Parliament Commission agreed to pay for MPs’ lunch, meaning about Shs4.3m could be spent on food every day MPs are at Parliament.

The argument being flouted by House authorities for clearing the bills of MPs’ lunch is debatable. Ostensibly, the commission says buying for MPs lunch will ensure that they do not vanish from Parliament to look for cheap lunch. That Parliament wants to provide lunch for MPs to ensure that by the time plenary starts at 2pm, the House is ready to conduct business and will not be derailed by absence of MPs as they run around looking for cheap lunch.
But an MP who earns an average consolidated pay of anywhere between Shs20m to Shs25m (before taxes) should surely afford Shs10,000 lunch at the Parliament canteen.

The August update from Bank of Uganda indicates that inflation for food crops and related items rose from 3.2 in June to 5.2 in August. So, the average Ugandan will have to worry about the next lunch but not the MP!
When a delegation of the Parliamentary Commission appeared before the Committee on Legal and Parliamentary Affairs to defend its budget in March, Mr William Nokrach (PWDs, Northern), insisted that allowances for “lunch [had] came on the paper [budget] by mistake.” He told the committee to ignore the allowances.
What is the source of the money that a commissioner claimed was included in the budget by mistake? Your guess is as good as mine.

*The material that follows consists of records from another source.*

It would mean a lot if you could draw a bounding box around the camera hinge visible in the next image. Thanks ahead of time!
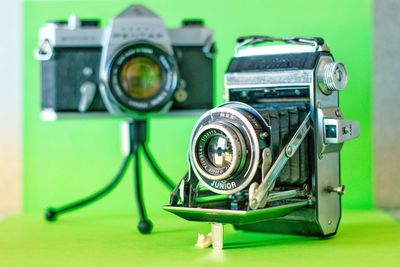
[249,113,311,210]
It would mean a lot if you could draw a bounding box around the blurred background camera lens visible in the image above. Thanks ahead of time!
[207,135,233,168]
[118,56,162,99]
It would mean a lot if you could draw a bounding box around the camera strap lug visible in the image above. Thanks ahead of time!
[249,113,311,210]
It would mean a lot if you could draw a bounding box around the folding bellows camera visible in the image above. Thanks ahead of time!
[164,36,359,248]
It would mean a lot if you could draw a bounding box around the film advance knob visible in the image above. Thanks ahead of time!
[322,62,347,91]
[78,82,97,112]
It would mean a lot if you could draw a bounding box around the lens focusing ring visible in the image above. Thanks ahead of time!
[189,102,269,194]
[193,123,245,180]
[107,43,178,112]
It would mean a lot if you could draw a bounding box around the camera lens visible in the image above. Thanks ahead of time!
[207,135,233,168]
[195,124,245,180]
[106,43,179,114]
[189,102,270,194]
[119,56,162,99]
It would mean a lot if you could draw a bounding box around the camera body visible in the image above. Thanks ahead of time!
[164,36,359,248]
[36,5,214,120]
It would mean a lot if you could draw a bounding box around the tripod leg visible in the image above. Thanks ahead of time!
[143,143,176,190]
[133,146,153,234]
[45,155,131,221]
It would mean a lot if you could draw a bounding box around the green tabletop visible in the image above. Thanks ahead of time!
[0,210,400,267]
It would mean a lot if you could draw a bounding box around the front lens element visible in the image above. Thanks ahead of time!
[206,135,233,168]
[118,56,162,99]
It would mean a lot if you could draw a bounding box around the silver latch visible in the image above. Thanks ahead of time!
[323,118,360,144]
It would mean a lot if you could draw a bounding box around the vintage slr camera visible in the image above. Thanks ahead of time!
[36,5,214,120]
[164,36,359,248]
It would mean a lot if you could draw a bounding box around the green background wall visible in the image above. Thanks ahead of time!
[23,0,373,216]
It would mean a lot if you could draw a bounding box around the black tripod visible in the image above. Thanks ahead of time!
[45,120,175,234]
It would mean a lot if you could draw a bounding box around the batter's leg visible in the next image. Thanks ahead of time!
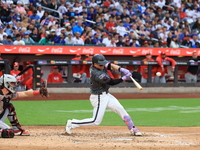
[8,103,30,136]
[0,109,10,129]
[66,94,108,134]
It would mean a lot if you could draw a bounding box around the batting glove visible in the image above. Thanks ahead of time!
[120,68,130,75]
[122,73,132,81]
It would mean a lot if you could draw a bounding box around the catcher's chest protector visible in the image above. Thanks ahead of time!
[1,129,15,138]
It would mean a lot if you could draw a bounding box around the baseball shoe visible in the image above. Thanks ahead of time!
[130,127,142,136]
[66,120,72,134]
[14,130,30,136]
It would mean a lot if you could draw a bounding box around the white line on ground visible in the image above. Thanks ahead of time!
[172,140,190,145]
[55,106,200,113]
[154,133,168,138]
[165,133,200,135]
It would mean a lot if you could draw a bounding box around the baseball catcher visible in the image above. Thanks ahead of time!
[0,74,48,138]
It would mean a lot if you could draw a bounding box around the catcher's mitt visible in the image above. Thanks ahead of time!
[40,81,49,97]
[1,129,15,138]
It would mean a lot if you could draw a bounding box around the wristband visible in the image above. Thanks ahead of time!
[33,91,40,95]
[118,67,121,72]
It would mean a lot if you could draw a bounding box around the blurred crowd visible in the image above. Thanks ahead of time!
[0,0,200,48]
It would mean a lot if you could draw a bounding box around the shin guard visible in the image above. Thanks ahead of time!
[124,115,134,130]
[8,103,24,131]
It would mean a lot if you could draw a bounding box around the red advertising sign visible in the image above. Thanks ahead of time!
[0,45,200,56]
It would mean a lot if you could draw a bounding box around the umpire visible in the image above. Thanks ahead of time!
[66,54,142,136]
[185,51,199,83]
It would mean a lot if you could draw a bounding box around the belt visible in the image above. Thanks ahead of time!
[187,72,196,76]
[93,91,109,95]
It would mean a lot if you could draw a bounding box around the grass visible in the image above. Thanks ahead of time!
[6,99,200,127]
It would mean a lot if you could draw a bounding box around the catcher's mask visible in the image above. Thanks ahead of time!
[92,54,108,65]
[0,74,17,93]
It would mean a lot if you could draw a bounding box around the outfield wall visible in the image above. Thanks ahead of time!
[48,87,200,93]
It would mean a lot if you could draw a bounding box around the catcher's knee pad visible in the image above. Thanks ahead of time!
[1,129,15,138]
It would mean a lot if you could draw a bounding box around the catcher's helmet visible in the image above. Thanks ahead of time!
[92,54,108,65]
[0,74,17,93]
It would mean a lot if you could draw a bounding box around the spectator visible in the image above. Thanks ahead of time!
[37,6,45,18]
[140,52,157,83]
[185,51,199,83]
[29,28,41,43]
[16,1,26,16]
[132,66,142,83]
[39,31,52,44]
[2,35,13,45]
[53,33,65,45]
[92,33,101,45]
[72,54,88,83]
[0,2,11,22]
[154,52,176,83]
[105,17,115,32]
[73,32,84,45]
[182,35,192,47]
[30,10,40,22]
[72,21,83,35]
[47,66,63,83]
[0,26,7,42]
[116,21,126,36]
[161,41,168,48]
[13,34,25,45]
[26,71,45,91]
[107,37,117,47]
[116,36,124,47]
[169,35,179,48]
[19,16,29,28]
[49,29,56,43]
[84,32,94,44]
[22,32,35,45]
[65,32,74,44]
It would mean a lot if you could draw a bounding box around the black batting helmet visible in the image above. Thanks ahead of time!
[92,54,107,65]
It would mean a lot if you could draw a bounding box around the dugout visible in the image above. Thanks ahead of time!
[34,59,200,88]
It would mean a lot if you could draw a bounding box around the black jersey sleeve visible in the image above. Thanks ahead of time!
[107,78,123,85]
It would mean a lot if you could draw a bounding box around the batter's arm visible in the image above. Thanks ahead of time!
[105,63,120,71]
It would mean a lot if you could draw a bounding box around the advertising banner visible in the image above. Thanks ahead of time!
[0,45,200,56]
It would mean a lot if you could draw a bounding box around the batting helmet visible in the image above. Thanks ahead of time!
[92,54,108,65]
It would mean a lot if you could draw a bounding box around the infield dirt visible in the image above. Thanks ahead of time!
[0,93,200,150]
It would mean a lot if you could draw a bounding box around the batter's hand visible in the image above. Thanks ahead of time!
[40,87,49,97]
[122,73,132,81]
[120,68,131,75]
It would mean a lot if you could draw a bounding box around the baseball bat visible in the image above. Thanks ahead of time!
[130,76,143,91]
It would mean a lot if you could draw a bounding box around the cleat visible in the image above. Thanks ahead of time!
[14,130,30,136]
[130,128,142,136]
[66,120,72,134]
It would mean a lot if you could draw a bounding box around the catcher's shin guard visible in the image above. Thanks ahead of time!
[124,115,134,130]
[0,129,15,138]
[8,103,24,132]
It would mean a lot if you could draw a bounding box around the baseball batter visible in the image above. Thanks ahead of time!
[66,54,142,136]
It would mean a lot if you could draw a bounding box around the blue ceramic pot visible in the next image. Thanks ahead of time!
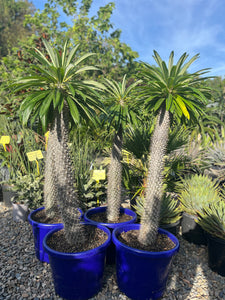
[112,224,179,300]
[84,206,137,265]
[28,207,83,263]
[43,223,111,300]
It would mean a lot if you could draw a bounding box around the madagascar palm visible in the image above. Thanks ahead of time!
[105,75,141,222]
[14,40,101,243]
[138,51,211,245]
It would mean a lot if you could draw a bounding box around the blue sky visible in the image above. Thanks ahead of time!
[32,0,225,77]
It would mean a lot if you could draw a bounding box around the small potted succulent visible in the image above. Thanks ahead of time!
[178,174,219,245]
[197,199,225,276]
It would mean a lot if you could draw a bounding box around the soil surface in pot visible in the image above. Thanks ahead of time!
[118,230,176,252]
[88,211,133,223]
[47,225,108,253]
[32,209,62,224]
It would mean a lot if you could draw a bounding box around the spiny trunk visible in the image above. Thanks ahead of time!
[107,126,122,222]
[43,104,84,244]
[138,110,170,245]
[44,110,60,218]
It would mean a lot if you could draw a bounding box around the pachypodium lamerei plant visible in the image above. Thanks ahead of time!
[104,75,141,223]
[138,51,212,245]
[13,40,102,244]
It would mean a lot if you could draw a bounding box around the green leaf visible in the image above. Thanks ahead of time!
[176,95,190,120]
[66,97,80,124]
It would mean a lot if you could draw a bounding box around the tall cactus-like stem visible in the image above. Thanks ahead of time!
[45,103,84,244]
[44,110,60,218]
[138,110,170,245]
[55,103,84,244]
[107,126,122,222]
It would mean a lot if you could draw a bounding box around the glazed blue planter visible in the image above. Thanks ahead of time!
[84,206,137,265]
[43,223,111,300]
[28,207,83,263]
[112,224,179,300]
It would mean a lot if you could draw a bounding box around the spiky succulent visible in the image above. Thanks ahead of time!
[133,193,182,225]
[177,174,220,215]
[13,40,103,244]
[135,51,211,245]
[202,142,225,183]
[198,199,225,240]
[105,75,141,222]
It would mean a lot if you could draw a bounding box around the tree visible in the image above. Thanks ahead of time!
[138,51,211,245]
[105,75,141,222]
[11,40,101,244]
[0,0,34,59]
[25,0,138,80]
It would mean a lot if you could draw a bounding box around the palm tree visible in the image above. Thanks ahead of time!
[14,40,101,244]
[105,75,141,223]
[138,51,211,245]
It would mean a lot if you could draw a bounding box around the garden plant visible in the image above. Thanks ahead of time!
[138,51,212,245]
[13,40,102,244]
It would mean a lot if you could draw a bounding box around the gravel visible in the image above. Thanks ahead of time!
[0,205,225,300]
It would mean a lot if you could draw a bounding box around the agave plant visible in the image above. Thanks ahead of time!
[105,75,141,222]
[177,174,220,215]
[197,199,225,240]
[202,142,225,184]
[13,40,102,244]
[133,193,182,225]
[138,51,212,245]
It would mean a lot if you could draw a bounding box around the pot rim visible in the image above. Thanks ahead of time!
[112,224,180,258]
[84,206,137,229]
[28,206,63,227]
[43,222,111,259]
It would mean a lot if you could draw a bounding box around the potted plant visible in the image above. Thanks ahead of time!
[14,40,110,299]
[113,51,210,300]
[10,171,43,221]
[197,199,225,276]
[178,174,219,245]
[84,75,141,264]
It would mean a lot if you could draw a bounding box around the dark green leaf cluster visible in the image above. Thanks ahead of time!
[138,51,212,122]
[13,40,102,131]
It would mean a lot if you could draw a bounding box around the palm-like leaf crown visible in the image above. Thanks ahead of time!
[104,75,142,130]
[13,40,103,130]
[139,51,209,121]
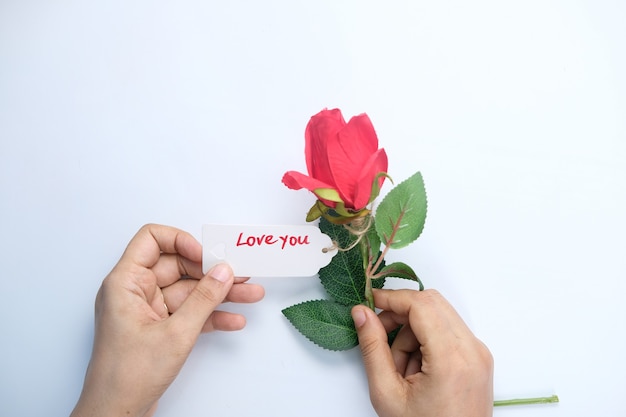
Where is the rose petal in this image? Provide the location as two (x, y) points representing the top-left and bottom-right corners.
(282, 171), (336, 207)
(326, 114), (378, 210)
(353, 149), (388, 209)
(304, 109), (346, 184)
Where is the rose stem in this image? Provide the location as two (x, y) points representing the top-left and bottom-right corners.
(493, 395), (559, 407)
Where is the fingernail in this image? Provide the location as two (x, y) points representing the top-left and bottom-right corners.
(352, 308), (366, 327)
(209, 264), (232, 282)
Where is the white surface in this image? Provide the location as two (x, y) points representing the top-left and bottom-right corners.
(0, 0), (626, 417)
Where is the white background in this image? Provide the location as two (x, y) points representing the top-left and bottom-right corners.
(0, 0), (626, 417)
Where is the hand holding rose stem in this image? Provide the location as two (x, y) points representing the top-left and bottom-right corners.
(283, 109), (558, 406)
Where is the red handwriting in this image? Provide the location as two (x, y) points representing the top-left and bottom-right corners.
(237, 233), (309, 249)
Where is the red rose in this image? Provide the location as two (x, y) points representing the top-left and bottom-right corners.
(283, 109), (387, 213)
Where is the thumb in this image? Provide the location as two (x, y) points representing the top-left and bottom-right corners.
(352, 305), (398, 408)
(172, 264), (234, 334)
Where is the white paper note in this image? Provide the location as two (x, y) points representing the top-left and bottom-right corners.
(202, 224), (337, 277)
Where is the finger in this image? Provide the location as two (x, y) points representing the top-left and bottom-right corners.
(121, 224), (202, 268)
(391, 326), (421, 377)
(352, 305), (400, 407)
(202, 310), (246, 333)
(374, 290), (469, 349)
(162, 278), (265, 313)
(170, 264), (234, 335)
(378, 311), (408, 333)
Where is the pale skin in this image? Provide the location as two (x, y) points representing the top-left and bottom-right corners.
(352, 290), (493, 417)
(71, 225), (493, 417)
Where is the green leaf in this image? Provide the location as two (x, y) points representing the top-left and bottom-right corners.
(306, 200), (328, 222)
(283, 300), (358, 350)
(313, 188), (343, 203)
(319, 218), (365, 306)
(364, 214), (380, 264)
(376, 172), (427, 249)
(367, 172), (393, 204)
(376, 262), (424, 291)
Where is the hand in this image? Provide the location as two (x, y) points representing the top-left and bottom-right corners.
(72, 225), (264, 417)
(352, 290), (493, 417)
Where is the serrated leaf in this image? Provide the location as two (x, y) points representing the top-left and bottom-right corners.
(319, 218), (385, 306)
(365, 218), (380, 264)
(283, 300), (358, 350)
(319, 219), (365, 306)
(376, 172), (427, 249)
(376, 262), (424, 291)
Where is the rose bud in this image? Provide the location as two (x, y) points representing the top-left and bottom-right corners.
(283, 109), (387, 223)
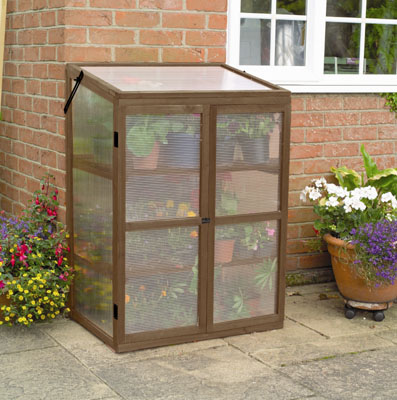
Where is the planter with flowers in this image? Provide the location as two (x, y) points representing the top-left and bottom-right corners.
(0, 175), (73, 326)
(302, 146), (397, 321)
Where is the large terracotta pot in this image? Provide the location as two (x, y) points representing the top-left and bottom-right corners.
(324, 234), (397, 303)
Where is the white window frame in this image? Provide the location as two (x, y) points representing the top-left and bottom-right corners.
(227, 0), (397, 93)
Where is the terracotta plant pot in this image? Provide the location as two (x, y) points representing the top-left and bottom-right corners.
(324, 234), (397, 303)
(0, 294), (11, 321)
(132, 142), (160, 169)
(215, 239), (235, 264)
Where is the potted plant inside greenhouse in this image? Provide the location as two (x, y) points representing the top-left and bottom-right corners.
(302, 146), (397, 321)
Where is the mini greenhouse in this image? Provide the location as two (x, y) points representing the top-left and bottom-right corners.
(65, 64), (290, 352)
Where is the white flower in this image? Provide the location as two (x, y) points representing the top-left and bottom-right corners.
(325, 196), (339, 207)
(309, 189), (321, 201)
(380, 192), (397, 208)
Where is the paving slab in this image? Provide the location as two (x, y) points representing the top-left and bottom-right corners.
(283, 347), (397, 400)
(225, 318), (327, 353)
(0, 347), (117, 400)
(0, 325), (57, 354)
(93, 346), (314, 400)
(252, 335), (394, 367)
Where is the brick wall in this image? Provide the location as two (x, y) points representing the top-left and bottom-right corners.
(0, 0), (397, 276)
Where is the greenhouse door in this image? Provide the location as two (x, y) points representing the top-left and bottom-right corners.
(119, 106), (209, 343)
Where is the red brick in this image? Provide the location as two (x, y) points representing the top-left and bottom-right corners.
(289, 160), (303, 175)
(64, 28), (87, 43)
(116, 11), (160, 28)
(343, 126), (378, 141)
(343, 95), (379, 110)
(361, 111), (395, 125)
(163, 13), (205, 29)
(291, 96), (306, 112)
(116, 47), (159, 62)
(206, 47), (226, 63)
(186, 31), (226, 46)
(290, 128), (306, 143)
(163, 47), (205, 62)
(40, 11), (56, 26)
(306, 128), (342, 143)
(324, 143), (359, 157)
(90, 0), (136, 9)
(186, 0), (227, 11)
(378, 125), (397, 140)
(291, 113), (324, 127)
(64, 46), (111, 62)
(33, 63), (48, 79)
(325, 112), (360, 126)
(304, 159), (335, 174)
(290, 144), (323, 160)
(139, 30), (182, 46)
(139, 0), (183, 10)
(89, 28), (135, 46)
(208, 14), (227, 30)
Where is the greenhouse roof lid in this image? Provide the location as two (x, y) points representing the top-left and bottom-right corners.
(82, 65), (272, 92)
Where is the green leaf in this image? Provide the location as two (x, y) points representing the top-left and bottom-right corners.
(360, 144), (379, 179)
(331, 167), (362, 190)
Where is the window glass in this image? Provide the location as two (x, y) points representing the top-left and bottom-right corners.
(277, 0), (306, 15)
(275, 21), (306, 65)
(364, 24), (397, 74)
(327, 0), (361, 18)
(241, 0), (272, 14)
(240, 18), (270, 65)
(324, 22), (360, 74)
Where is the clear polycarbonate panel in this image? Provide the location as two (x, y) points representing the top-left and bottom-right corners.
(72, 85), (113, 164)
(240, 18), (271, 65)
(241, 0), (272, 14)
(216, 113), (282, 216)
(364, 24), (397, 75)
(125, 226), (199, 334)
(126, 114), (201, 221)
(327, 0), (360, 18)
(275, 21), (306, 66)
(82, 65), (270, 92)
(277, 0), (306, 15)
(324, 22), (361, 74)
(214, 221), (279, 323)
(74, 263), (113, 336)
(73, 168), (113, 334)
(366, 0), (397, 19)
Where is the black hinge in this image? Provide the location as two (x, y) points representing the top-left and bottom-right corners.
(63, 71), (84, 114)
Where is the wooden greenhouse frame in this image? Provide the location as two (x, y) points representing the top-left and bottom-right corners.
(65, 64), (291, 352)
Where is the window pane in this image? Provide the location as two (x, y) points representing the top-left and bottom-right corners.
(241, 0), (271, 14)
(327, 0), (360, 18)
(240, 18), (270, 65)
(367, 0), (397, 19)
(275, 21), (306, 65)
(277, 0), (306, 15)
(324, 22), (360, 74)
(364, 24), (397, 74)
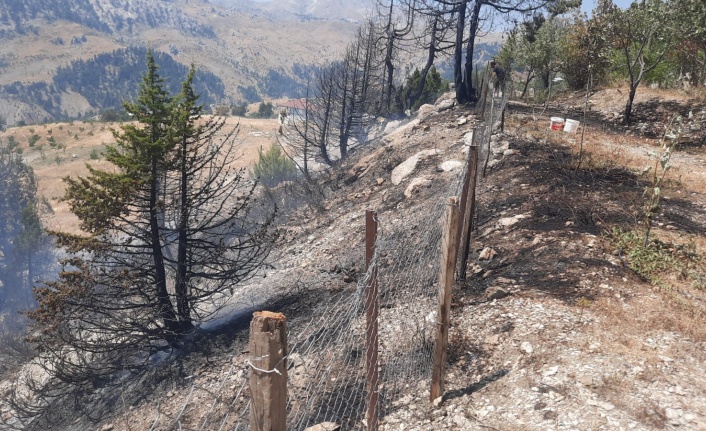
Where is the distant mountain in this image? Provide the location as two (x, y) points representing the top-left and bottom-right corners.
(0, 47), (225, 119)
(0, 0), (356, 124)
(211, 0), (375, 22)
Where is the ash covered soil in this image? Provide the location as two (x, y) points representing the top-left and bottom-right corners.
(49, 89), (706, 431)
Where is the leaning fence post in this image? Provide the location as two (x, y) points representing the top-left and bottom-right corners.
(429, 197), (460, 402)
(458, 142), (478, 280)
(365, 211), (380, 431)
(249, 311), (287, 431)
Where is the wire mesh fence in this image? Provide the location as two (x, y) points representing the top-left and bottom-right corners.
(138, 80), (509, 431)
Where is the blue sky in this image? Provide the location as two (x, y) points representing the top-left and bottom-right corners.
(581, 0), (632, 13)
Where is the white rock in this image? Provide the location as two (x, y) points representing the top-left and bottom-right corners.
(436, 99), (456, 112)
(664, 407), (681, 421)
(439, 160), (463, 172)
(404, 177), (431, 198)
(542, 367), (559, 377)
(520, 341), (534, 355)
(384, 121), (402, 135)
(391, 150), (439, 185)
(417, 104), (436, 120)
(304, 422), (341, 431)
(382, 118), (420, 145)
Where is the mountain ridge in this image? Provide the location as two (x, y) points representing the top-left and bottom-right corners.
(0, 0), (355, 124)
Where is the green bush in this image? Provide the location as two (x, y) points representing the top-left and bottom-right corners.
(608, 227), (706, 289)
(255, 102), (275, 118)
(27, 133), (41, 147)
(230, 104), (248, 117)
(7, 135), (20, 151)
(253, 144), (298, 187)
(402, 66), (448, 111)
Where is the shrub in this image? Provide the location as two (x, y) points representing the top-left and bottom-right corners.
(27, 133), (41, 147)
(7, 135), (20, 151)
(230, 103), (248, 117)
(253, 144), (297, 187)
(257, 102), (274, 118)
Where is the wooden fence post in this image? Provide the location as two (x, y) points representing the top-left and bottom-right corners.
(429, 197), (460, 402)
(365, 211), (380, 431)
(249, 311), (287, 431)
(458, 143), (478, 280)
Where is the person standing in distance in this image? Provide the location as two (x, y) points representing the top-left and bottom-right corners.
(490, 60), (505, 97)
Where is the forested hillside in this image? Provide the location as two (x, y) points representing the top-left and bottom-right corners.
(0, 0), (216, 38)
(0, 47), (225, 119)
(0, 0), (355, 125)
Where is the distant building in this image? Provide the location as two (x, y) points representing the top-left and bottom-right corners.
(276, 99), (306, 124)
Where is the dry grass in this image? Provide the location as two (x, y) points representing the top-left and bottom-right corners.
(0, 117), (277, 233)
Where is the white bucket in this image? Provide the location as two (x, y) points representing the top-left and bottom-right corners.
(564, 118), (581, 133)
(549, 117), (564, 130)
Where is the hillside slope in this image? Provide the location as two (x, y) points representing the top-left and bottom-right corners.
(30, 89), (706, 431)
(0, 0), (355, 124)
(2, 90), (706, 431)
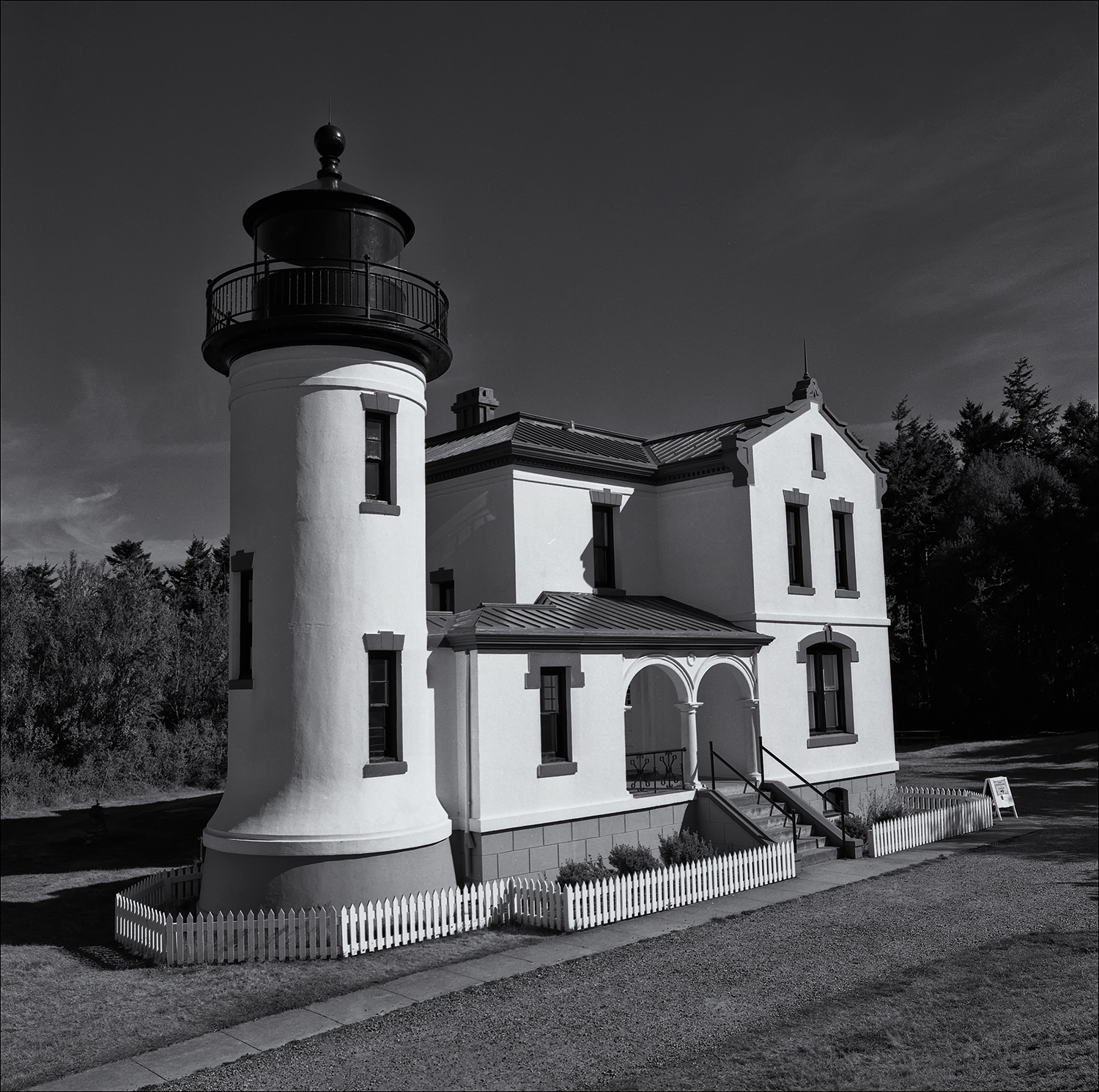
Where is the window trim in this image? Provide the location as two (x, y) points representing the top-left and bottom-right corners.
(229, 549), (256, 690)
(523, 653), (585, 778)
(363, 631), (408, 778)
(591, 503), (619, 593)
(796, 625), (859, 749)
(358, 391), (402, 516)
(782, 489), (817, 595)
(428, 569), (455, 614)
(831, 497), (861, 599)
(809, 432), (828, 478)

Attendance of plenary has always been an Achilles’ heel for Parliament and many tricks have been tried to root out this evil, with little success. Buying lunch for MPs to cajole them into attending plenary is the latest trick. But will it work?
Angered by MPs’ deceitfulness, Speaker Kadaga once revealed the tricks employed by MPs to make a quick buck from plenary allowances. They sign the attendance register even when they dodge plenary sessions, backdate their signatures to days when they were not at Parliament or even sign and leave Parliament, Ms Kadaga revealed.
The Speaker warned that MPs caught in such indiscretions would have their allowances for plenary sessions deducted.
To definitively deal with the vice of MPs dodging plenary, the Speaker had proposed a requirement where MPs can only sign for the plenary session for the opening one hour pending the instalment of an electronic device where MPs can check in and out of the chambers.

In the 9th Parliament, disgrace visited the House when the Speaker shamed more than 100 MPs, including ministers, who signed for sitting allowances for attending plenary and then vanished into thin air. Some 247 MPs out of the total of 375 signed the attendance register but less than 30 were in the chamber.
In a nutshell, MPs who sign the register book and dodge plenary will not be coaxed into attending because of lunch.

Bribery claims
At the House, the more things change, the more they stay the same.
The demons that haunted the 9th Parliament are back to torment the 10th Parliament. It’s a classic case of an old script with new actors. With the 10th Parliament barely three months old, bribery claims that were a common feature in the predecessor Parliament are already making rounds.

In the 9th Parliament, the Rules Committee investigated MPs that were suspected of being compromised to vote against the termination of power distributor Umeme’s 20-year concession.
A report by the British Broadcasting Corporation (BBC) also pinpointed an MP for pocketing $20,000 (about Shs67 million) from British American Tobacco (BAT) company as an inducement to doctor a parliamentary report. It was a common feature for MPs to be named in a bribery scandal. The 10th Parliament has just picked the bribery baton from where the 9th Parliament stopped.

Kilak North MP Anthony Akol this week accused some MPs of pocketing bribes to support the controversial motion by the Nakifuma County MP Robert Ssekitoleko seeking leave to prepare the Constitutional Amendments Bill.
Ms Annet Nyakecho (NRM, Tororo), one of the accused MPs, has admitted taking Shs1 million and a 25kg bag of sugar but insists it was a lobby from Mayuge Sugar Factory for the MPs to support the Sugar Bill when it comes to Parliament.